On Wednesday night, the High Court for Justice is set to reject the appeal filed by mayor Moshe Abutbul (Shas) against the Jerusalem District Court's ruling to hold new mayoral elections in Beit Shemesh, according to Channel 10.
If this scenario materializes, Interior Minister Gidon Saar will then have 30 days to submit a date for the new elections.
Hearings first began in the Beit Shemesh municipal election case in December. Abutbul and other party members have been accused of a large-scale fraud operation, after multiple complaints were filed by hundreds of residents of the city.
The city has been bitterly divided for years between its hareidi-religious population and its Zionist population, which consists of national-religious, traditional, and secular people. The outcome of elections was viewed by many city residents as vital to determining the city's future.
On election day, police arrested several hareidi men in possession of an estimated 200 fake ID cards, which they had apparently been using to cast fraudulent votes. In addition, several residents said after the elections that when they had come to vote, they had been wrongly told that they had already voted.
The revelations triggered an outcry among local residents - in particular supporters of Abutbul's rival, Eli Cohen, who lost out to the hareidi incumbent by a mere 956 votes - who called for an immediate rerun of the election, accusing Abutbul and his supporters of conducting a large-scale voting scam.

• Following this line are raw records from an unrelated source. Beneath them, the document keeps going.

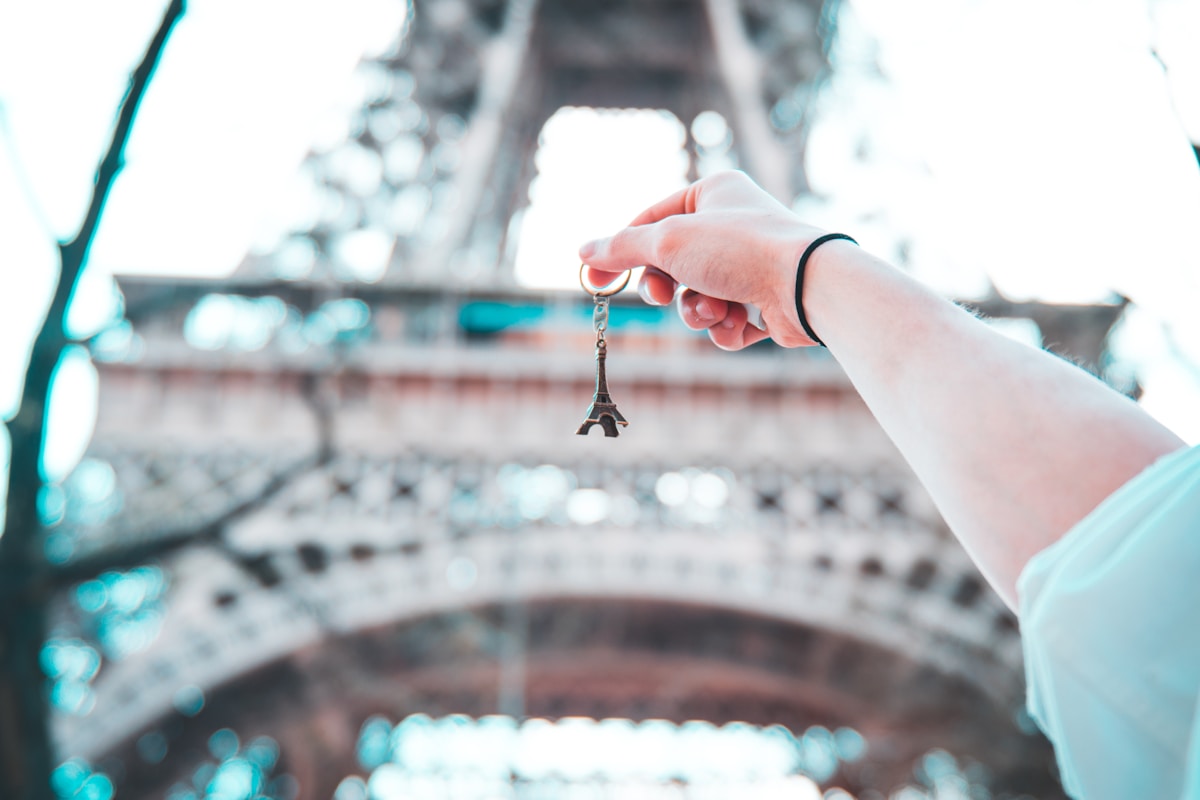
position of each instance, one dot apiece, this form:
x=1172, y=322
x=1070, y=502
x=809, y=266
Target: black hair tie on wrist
x=799, y=282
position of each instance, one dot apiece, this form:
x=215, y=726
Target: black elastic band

Cohen's supporters claim that Abutbul has been making administrative decisions that favor the hareidi-religous community's needs.
Hareidi MKs cried foul at the decision to establish new elections in January and filed an appeal, claiming the decision was made out of anti-hareidi discrimination.
However, the decision to hold new elections had already gained both public and political support, with Attorney General Yehuda Weinstein personally voicing his opinion that an appeal should be rejected outright.